An early WILI mobile unit

Weather is now a major part of WILI's program schedule. One of WILI's first on-air forecasters in 1969 was a UConn student named Wayne Norman. The Southern New England Weather Service was a club of UConn students with an interest in the weather. Using some very primitive equipment, SNEWS offered its services to several radio stations, including WILI. Live conversations with meteorologists began with Norm MacDonald in 1977, and are still an important part of our broadcast day.

Besides being an outstanding account executive at WILI in the 1980's and 1990's, Gail Baker also brightened up WILI Boom Box Parades


In the early '70s, WILI evolved from a Top 40 station into what we called "AM MONO ROCK!" With a large college audience from UConn and ECSU, cuts from best-selling albums became popular. We went three and four cuts deep into albums by artists like Paul McCartney, Boz Scaggs, Carole King, and Fleetwood Mac. Announcers from that era included Terry Ley, William J. Naughton, Tom Watts, Larry Davis, Frank Walker, Bud Fisher, Les Morrell, Paul Christopher, and Dan Hayden, with news by Steve Kotchko, Bill Bruneau, and Jay Johnson (who co-wrote the Elvis classic, "Blue Christmas").

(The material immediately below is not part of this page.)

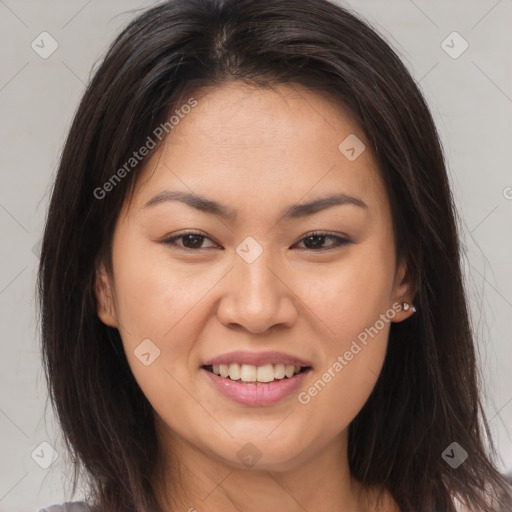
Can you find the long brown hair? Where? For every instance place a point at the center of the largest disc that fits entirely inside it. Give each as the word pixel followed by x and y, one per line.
pixel 427 395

                                       Jay Johnson also did some work on TV

We also produced multi-colored music surveys, with local photos on the cover, including this one, with two of WILI's sportscasters on the cover (as former WILI jock Tom Lyons once said on air: "Reggie Smith is the one in the middle").

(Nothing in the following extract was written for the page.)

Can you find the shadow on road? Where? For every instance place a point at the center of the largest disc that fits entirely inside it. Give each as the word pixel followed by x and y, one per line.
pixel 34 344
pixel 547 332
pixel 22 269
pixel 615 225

Subsequent WILI News Directors have included Richard Hoffman, Mark Roy, Danny Chun, and Mike Morrissette , who took over in 1990.


Danny Chun interviewed all newsmakers during his term as WILI News Director from 1984-1990. He now works in Chicago.

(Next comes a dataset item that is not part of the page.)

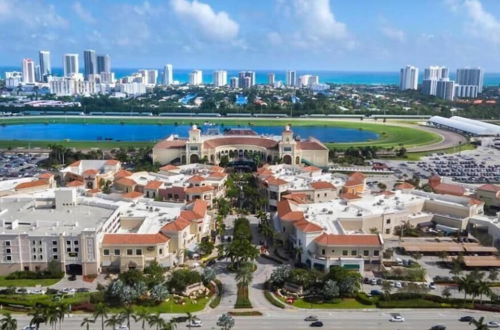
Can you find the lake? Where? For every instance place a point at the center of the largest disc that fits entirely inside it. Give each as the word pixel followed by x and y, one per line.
pixel 153 132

Jeff Morrow was WILI's afternoon meteorologist in the early 1980's, and had live chats with WILI afternoon announcer Denise Bellamy.  Jeff moved to the Weather Channel as an on-camera meteorologist in 1985 and after 27 years at TWC, moved to WKRN-TV in Nashville

William J. Naughton playing records and carts at the WILI studios at 948 Main Street

Construction on our current building began in 1986

WILI outgrew its 948 Main Street studios in the mid 1980s, and on Columbus Day 1987 moved to new state-of-the-art facilities at 720 Main Street, were we broadcast from today.

The official move to our present studios was broadcast live on WILI in 1987. At 8:45am, Wayne Norman and Danny Chun described the four block walk from 948 Main Street to 720 Main Street. WILI's Robin Rice and Holly Utzig are on the right, while intrepid cameraman D. W. Spikerton caught the event for posterity on videotape. WILI president Herb Rice was waiting to welcome the group at 720 Main Street.
WILI has taken many listeners to Fenway Park on Constitution Coach buses. Hosting this 1990 trip were (L-R) Danny Chun, Ann Putio, Gail Baker, Mark Christopher, Wayne Norman, Chris Rice, Robin Rice, and Denise Bellamy

One of the announcers with the longest tenure in the '80s was Denise Bellamy, who handled the afternoon shift from 1979 to 1985. She did a Saturday morning show in 1983 six hours before her first child was born! Denise moved on to become an Account Executive at WILI.

The 1986 WILI softball team at ECSU's Spector Field. Front row: Ken Carson, Denise Bellamy, Gail Baker (straddled by Jeff Spenser), Jamie West, Karin Sherbin. Back row: Danny Chun, Colin Rice, Wayne Norman, Bob Pakenham, Bill Lancaster, Kevin Williams, John Tuite, Donna Evan -- Robin Rice photo

In the early '80s, WILI aired Wolfman Jack's syndicated "Graffiti Gold" oldies show.

ECSU President David Carter (L), Wayne Norman, and UConn President Phillip Austin before the 1999 March of Dimes "WalkAmerica" at Windham High School

One of our long-time employees was Virginia Seretny, the hostess of "Polka Time" for nearly 40 years, until her passing in May of 2000. To read our tribute to Virginia, click here .

Lynn Moebus preceded Mike Morrissette as the morning newscaster on WILI's Wayne Norman Show
In 1985, WILI changed to a "full-service" adult contemporary format, and we now feature "Today's hits and yesterday's favorites." In September 2005, Hall Communications bought WILI, pledging to keep it a community-oriented, locally operated station.  And in 2017 we added WILI-AM's programming to 95.3 FM.